The second phase, from 1990 to 2008, is marked with significant development with the establishment of the Soil and Groundwater Pollution Remediation Fund Management Board and the Carbon Reduction Management Office. The EPA also completed formulating the Marine Pollution Control Act (海洋污染防治法), the Resource Recycling Act (資源回收再利用法), and the Basic Environmental Law. As for the Environmental Impact Assessment (EIA) system, a legal dispute related to the EIA concerning Linne Incineration Plant resulted in a judicial recognition that EIA review conclusions were also administrative sanctions in their nature. This recognition has led to the subsequent increase in administrative remedies through litigation.

In the third phase, from 2008 to 2016, significant milestones were achieved with the enactment of the Environmental Education Act (環境教育法), the Indoor Air Quality Act (室內空氣品質管理法), and the Greenhouse Gas Reduction and Management Act (溫室氣體減量及管理法). In 2010, levying began for soil and groundwater pollution remediation fees, enabling the EPA to complete remediation for all farmland pollutions across Taiwan in 2022. Then the revision of the Water Pollution Control Act (水污染防治法) raised the maximum fine to NT$20 million for discharges that failed to meet standards, introduced clauses on confiscation of illegal gains and also protection for whistleblowers.
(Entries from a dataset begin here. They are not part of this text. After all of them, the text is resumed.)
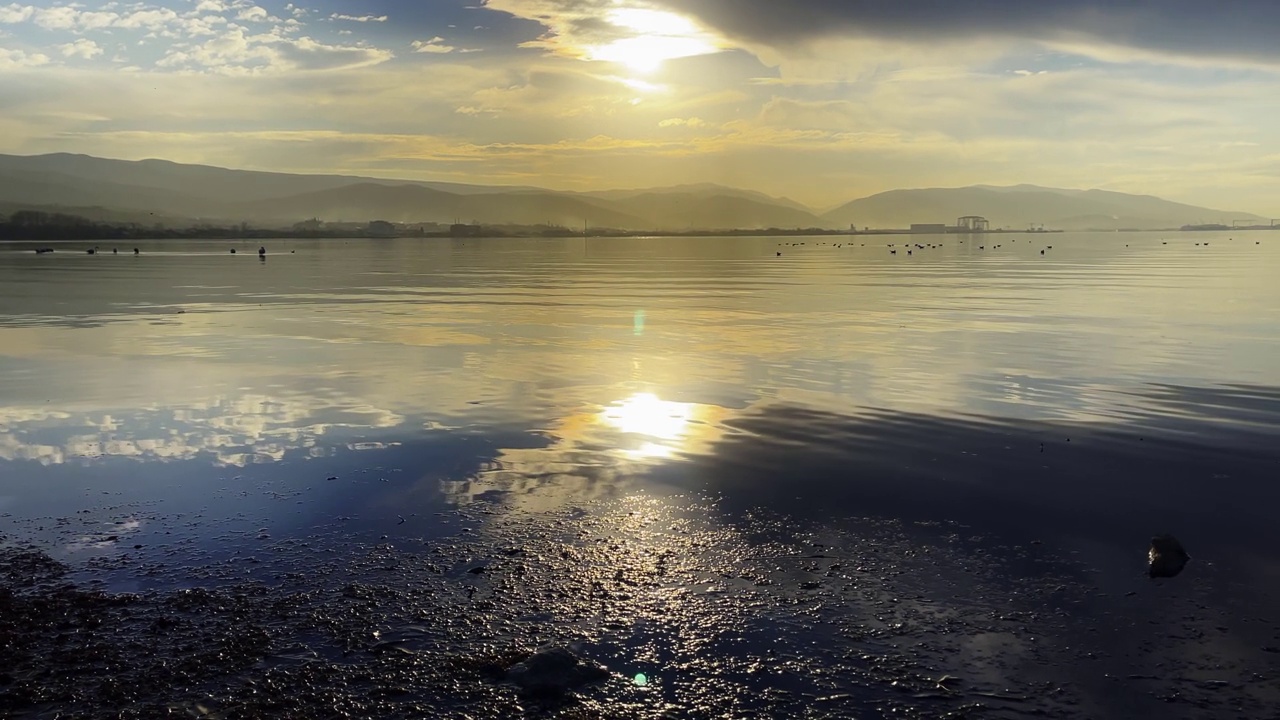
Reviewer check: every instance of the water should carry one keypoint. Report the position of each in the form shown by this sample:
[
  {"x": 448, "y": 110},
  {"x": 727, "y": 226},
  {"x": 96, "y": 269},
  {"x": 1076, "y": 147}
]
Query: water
[{"x": 1114, "y": 387}]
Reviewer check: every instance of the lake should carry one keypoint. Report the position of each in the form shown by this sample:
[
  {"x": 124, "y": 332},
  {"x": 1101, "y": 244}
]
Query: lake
[{"x": 801, "y": 475}]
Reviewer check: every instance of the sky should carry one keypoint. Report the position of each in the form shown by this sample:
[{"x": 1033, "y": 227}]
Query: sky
[{"x": 817, "y": 100}]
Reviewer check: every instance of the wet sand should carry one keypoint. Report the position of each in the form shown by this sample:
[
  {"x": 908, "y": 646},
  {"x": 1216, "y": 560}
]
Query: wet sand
[
  {"x": 370, "y": 481},
  {"x": 727, "y": 610}
]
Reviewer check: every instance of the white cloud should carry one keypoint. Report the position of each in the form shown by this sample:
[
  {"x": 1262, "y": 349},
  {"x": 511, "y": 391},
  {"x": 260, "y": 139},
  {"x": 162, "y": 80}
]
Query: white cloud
[
  {"x": 434, "y": 45},
  {"x": 236, "y": 51},
  {"x": 359, "y": 18},
  {"x": 56, "y": 18},
  {"x": 82, "y": 48},
  {"x": 14, "y": 59},
  {"x": 16, "y": 13},
  {"x": 256, "y": 14}
]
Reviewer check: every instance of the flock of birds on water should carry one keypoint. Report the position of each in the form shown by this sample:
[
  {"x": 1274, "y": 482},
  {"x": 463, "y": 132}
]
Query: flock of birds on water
[
  {"x": 95, "y": 250},
  {"x": 913, "y": 246},
  {"x": 892, "y": 247}
]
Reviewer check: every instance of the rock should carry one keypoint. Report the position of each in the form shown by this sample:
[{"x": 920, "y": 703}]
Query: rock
[
  {"x": 1166, "y": 556},
  {"x": 554, "y": 670}
]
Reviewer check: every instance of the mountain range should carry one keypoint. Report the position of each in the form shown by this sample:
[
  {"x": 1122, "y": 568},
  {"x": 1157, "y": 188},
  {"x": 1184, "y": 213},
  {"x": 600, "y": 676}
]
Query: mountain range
[{"x": 165, "y": 191}]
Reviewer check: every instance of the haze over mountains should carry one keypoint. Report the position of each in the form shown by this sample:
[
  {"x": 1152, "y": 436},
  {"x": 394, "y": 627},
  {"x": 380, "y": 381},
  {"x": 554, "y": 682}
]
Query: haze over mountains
[{"x": 170, "y": 191}]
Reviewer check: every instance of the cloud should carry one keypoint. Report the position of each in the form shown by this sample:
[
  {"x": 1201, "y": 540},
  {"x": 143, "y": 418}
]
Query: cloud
[
  {"x": 14, "y": 59},
  {"x": 682, "y": 122},
  {"x": 82, "y": 48},
  {"x": 434, "y": 45},
  {"x": 359, "y": 18},
  {"x": 1232, "y": 28},
  {"x": 14, "y": 13}
]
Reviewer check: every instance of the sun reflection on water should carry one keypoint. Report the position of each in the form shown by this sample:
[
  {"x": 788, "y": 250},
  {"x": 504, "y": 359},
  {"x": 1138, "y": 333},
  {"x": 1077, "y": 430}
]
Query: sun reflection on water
[{"x": 666, "y": 425}]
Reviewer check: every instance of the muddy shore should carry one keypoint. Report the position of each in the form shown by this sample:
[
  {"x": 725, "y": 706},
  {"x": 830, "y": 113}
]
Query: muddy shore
[{"x": 725, "y": 614}]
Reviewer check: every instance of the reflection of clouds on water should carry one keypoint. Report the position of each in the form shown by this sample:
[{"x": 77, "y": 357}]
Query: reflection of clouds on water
[
  {"x": 109, "y": 537},
  {"x": 238, "y": 431},
  {"x": 595, "y": 454}
]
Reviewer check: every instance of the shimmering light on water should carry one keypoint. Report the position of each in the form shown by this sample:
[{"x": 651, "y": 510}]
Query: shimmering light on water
[{"x": 393, "y": 393}]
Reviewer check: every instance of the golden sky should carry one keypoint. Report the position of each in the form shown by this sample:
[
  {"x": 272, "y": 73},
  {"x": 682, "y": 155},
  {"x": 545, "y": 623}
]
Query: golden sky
[{"x": 817, "y": 100}]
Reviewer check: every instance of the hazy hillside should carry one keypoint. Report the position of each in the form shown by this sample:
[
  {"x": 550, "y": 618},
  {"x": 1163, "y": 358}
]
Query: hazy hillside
[
  {"x": 219, "y": 194},
  {"x": 410, "y": 203},
  {"x": 211, "y": 185},
  {"x": 55, "y": 188},
  {"x": 686, "y": 210},
  {"x": 1025, "y": 205},
  {"x": 704, "y": 188},
  {"x": 174, "y": 190}
]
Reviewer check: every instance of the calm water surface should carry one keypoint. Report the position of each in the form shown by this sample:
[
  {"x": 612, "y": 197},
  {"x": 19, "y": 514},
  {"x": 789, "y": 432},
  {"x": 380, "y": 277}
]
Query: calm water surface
[{"x": 1112, "y": 387}]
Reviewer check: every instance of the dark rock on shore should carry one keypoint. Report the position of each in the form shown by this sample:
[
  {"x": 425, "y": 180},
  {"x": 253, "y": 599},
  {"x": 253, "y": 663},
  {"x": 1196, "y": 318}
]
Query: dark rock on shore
[
  {"x": 553, "y": 671},
  {"x": 1166, "y": 557}
]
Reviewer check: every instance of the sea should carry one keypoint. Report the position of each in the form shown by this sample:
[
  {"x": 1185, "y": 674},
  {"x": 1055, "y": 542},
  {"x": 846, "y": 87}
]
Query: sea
[{"x": 890, "y": 474}]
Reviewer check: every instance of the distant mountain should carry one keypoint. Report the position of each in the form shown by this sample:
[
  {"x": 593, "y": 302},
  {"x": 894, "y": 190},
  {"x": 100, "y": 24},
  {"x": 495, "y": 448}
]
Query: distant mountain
[
  {"x": 704, "y": 188},
  {"x": 219, "y": 194},
  {"x": 1020, "y": 206},
  {"x": 411, "y": 204},
  {"x": 159, "y": 188}
]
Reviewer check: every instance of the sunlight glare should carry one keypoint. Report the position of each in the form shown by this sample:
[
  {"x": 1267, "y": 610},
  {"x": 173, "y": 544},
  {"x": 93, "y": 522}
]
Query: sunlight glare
[
  {"x": 647, "y": 415},
  {"x": 659, "y": 36}
]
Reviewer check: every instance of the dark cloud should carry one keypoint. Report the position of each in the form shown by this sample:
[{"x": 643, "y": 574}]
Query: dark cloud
[{"x": 1229, "y": 28}]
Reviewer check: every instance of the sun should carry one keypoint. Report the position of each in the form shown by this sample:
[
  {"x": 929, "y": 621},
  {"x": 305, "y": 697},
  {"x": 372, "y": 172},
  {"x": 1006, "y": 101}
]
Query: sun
[{"x": 657, "y": 36}]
In addition, this amendment led the way in increasing penalties for exceeding the limits regarding substances detrimental to health.

From 2016 to the present, several significant developments having taken place including the establishment of the Toxic and Chemical Substances Bureau, the Climate Change Office, the Resource Cycling Office, and an preparatory office for establishment of the CCA under the MOENV. The formation of a clear and efficient EIA review system has yielded positive results, particularly in the offshore wind power sector and investments from Taiwanese businesses returning from abroad. Not only have there been record-breaking improvements in air quality, but there have also been notable achievements in promoting reduction of plastic usage at six major sources and facilitating better recycling. Even now, the MOENV continues its endeavors with the ongoing revisions of the Resource Recycling Promotion Act (資源循環促進法), aiming to maximize resource cycling and minimize waste disposal, as well as the transition toward net-zero emissions by 2050.